The Yawpers are the sheep in wolf’s clothing.
Through their first three albums, the group divined a signature style—what Pitchfork described as “an expansive vision of rock ‘n’ roll, one that cherrypicks from various folk traditions: punk, rockabilly, blues, whatever they might have on hand or find in the trash.” The sound is a front-heavy, groovy, fire & brimstone punk-blues overlying a dynamic and metaphysical roots rock. On their fourth album Human Question, the Denver trio zooms out to a more vast and accessible stylistic and spiritual universe. The 38-minute thrill ride generates growth and cathartic self-reflection for audience and performer alike. If there was justice in this world, the Yawpers would be the savior that rock-n-roll didn’t know it was waiting for.
The band has previously released three full length-albums, their Bloodshot debut American Man and the 2012 self-released album Capon Crusade), a self-released EP (Savage Blue), and a bootleg covers record (Good Songs/Shitty Versions).

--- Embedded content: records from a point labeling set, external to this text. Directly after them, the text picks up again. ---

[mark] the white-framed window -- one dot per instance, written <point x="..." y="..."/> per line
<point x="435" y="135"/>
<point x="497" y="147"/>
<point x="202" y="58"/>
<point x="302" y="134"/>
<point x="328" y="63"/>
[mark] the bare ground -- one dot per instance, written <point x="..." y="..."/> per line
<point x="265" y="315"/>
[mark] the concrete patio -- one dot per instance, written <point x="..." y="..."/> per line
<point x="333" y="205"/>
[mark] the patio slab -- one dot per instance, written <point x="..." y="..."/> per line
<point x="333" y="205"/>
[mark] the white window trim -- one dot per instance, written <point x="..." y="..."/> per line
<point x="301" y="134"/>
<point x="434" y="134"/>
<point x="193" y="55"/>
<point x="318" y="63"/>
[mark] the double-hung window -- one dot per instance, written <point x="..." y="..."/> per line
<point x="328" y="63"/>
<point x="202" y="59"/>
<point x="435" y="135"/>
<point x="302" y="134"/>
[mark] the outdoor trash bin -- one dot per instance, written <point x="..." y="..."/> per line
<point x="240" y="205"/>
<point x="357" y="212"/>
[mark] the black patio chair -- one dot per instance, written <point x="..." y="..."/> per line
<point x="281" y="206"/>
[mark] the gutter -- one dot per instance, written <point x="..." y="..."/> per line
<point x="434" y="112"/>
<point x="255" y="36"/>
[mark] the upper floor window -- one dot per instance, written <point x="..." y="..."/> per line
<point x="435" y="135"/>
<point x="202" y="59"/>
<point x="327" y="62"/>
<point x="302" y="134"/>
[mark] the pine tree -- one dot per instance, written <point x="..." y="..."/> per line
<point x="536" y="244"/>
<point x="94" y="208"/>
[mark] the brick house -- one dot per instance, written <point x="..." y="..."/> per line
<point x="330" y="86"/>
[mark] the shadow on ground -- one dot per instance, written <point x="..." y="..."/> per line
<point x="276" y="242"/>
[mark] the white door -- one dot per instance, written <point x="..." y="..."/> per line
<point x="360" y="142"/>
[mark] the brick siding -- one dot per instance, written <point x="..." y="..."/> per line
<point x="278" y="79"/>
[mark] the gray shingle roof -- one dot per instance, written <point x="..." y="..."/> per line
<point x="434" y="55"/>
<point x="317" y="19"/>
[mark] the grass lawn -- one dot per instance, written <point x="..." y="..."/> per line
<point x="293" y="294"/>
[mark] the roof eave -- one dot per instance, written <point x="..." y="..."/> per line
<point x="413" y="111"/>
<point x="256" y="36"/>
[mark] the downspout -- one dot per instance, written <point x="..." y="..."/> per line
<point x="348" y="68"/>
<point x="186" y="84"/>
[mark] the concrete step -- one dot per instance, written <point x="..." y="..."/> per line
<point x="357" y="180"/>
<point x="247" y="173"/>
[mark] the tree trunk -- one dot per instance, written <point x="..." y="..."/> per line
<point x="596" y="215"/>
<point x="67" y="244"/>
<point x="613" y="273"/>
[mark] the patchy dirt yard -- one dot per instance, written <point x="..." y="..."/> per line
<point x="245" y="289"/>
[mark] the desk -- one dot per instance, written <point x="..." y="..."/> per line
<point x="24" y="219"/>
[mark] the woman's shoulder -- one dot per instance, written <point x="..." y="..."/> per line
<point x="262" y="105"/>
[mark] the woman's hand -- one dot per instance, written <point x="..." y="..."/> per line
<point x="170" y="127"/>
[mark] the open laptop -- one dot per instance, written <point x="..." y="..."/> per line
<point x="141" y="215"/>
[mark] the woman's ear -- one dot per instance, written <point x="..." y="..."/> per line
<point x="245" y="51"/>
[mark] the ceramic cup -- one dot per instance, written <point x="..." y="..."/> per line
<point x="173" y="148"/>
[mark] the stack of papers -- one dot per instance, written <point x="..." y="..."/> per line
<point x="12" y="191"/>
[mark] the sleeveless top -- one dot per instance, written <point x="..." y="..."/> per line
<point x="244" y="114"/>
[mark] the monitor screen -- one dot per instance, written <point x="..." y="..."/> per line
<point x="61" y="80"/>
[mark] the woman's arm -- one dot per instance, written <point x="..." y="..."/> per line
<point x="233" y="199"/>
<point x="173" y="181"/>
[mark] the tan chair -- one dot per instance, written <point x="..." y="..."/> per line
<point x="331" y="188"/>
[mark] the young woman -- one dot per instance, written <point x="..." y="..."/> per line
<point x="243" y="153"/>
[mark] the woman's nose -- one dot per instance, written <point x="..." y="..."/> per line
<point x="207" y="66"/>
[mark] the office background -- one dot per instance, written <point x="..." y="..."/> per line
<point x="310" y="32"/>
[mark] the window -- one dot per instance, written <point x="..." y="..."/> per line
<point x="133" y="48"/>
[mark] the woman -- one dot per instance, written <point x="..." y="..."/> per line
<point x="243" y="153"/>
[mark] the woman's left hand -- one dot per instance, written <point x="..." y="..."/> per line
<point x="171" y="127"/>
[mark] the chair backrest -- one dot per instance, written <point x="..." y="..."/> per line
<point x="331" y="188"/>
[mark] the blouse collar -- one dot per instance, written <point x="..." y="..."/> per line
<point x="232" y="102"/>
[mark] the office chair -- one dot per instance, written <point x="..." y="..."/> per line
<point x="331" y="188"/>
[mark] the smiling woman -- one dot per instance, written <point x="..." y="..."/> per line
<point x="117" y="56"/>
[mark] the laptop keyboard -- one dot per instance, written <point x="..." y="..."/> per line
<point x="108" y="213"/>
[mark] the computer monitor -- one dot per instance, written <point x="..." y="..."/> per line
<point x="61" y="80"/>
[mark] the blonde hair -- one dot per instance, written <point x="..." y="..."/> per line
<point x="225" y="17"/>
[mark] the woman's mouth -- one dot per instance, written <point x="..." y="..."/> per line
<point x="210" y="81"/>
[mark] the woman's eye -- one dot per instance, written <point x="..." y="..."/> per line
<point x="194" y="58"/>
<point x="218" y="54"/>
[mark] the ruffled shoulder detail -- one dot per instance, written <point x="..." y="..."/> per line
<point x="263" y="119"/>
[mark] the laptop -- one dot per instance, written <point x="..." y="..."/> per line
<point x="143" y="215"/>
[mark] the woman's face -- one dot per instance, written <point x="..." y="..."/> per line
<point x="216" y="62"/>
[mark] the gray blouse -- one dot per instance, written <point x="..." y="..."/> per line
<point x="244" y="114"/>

The band’s music has been praised by publications like Pitchfork, Rolling Stone, The New York Times, The AV Club, Consequence of Sound, Nerdist, and American Songwriter, and has taken the stage with Lucero, Tommy Stinson’s Bash & Pop, DeVotchka, Supersuckers, The Blasters, and more. In 2015, they were the house band at TEDx Kansas City and soundtracked an episode of Bill Weir’s The Wonder List on CNN — the episode was about the Colorado River. Their music has also been heard on TV shows such as Showtime’s Ray Donovan and Syfy’s Happy.

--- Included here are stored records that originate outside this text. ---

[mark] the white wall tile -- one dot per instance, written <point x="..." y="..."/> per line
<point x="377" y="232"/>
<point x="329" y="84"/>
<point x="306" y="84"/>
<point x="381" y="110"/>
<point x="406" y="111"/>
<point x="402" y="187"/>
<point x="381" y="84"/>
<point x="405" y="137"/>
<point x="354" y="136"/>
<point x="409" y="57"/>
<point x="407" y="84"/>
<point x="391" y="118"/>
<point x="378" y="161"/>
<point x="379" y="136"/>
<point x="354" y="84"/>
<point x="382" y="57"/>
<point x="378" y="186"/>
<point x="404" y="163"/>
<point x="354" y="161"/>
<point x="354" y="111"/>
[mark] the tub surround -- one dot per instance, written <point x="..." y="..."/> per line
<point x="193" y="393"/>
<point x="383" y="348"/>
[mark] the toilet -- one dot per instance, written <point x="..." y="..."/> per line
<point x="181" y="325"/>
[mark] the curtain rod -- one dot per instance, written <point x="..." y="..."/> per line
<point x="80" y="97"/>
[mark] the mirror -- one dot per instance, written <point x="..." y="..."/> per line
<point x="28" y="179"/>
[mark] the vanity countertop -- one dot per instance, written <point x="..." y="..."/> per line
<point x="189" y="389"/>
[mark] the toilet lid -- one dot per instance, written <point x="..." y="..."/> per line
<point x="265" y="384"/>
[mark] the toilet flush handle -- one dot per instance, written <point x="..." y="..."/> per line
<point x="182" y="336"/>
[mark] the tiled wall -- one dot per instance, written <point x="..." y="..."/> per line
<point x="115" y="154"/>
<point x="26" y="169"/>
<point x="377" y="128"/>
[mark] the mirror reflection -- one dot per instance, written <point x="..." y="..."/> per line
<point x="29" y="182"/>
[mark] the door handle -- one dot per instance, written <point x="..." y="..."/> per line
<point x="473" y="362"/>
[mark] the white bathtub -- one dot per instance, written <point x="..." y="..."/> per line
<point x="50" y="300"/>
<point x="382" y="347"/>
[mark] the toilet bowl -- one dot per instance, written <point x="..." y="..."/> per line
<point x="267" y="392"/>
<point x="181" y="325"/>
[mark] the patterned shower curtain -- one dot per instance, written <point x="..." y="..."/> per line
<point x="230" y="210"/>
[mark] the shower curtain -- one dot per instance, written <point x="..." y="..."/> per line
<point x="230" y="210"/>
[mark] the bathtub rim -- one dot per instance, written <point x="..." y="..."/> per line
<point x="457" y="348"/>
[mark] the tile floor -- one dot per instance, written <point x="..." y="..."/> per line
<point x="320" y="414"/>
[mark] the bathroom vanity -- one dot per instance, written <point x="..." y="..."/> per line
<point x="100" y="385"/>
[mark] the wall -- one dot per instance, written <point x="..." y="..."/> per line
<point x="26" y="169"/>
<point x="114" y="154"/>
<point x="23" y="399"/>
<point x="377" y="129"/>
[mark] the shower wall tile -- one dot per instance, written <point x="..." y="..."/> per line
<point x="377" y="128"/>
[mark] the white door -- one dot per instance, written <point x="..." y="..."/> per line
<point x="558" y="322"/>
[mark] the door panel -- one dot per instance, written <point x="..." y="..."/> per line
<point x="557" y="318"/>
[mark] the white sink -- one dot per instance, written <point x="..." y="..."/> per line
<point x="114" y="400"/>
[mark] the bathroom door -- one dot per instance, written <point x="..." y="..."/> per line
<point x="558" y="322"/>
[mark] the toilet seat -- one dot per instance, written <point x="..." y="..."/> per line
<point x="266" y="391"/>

The Yawpers formed in 2011 when Parmet and Cook played together at the only speakeasy in Boulder, CO. In August 2018, the band announced that Alex Koshak would be stepping in on drums as they headed into the studio to record their next album. The band’s name is a nod to Walt Whitman’s “Leaves of Grass”: “I sound my barbaric yawp over the roofs of the world.”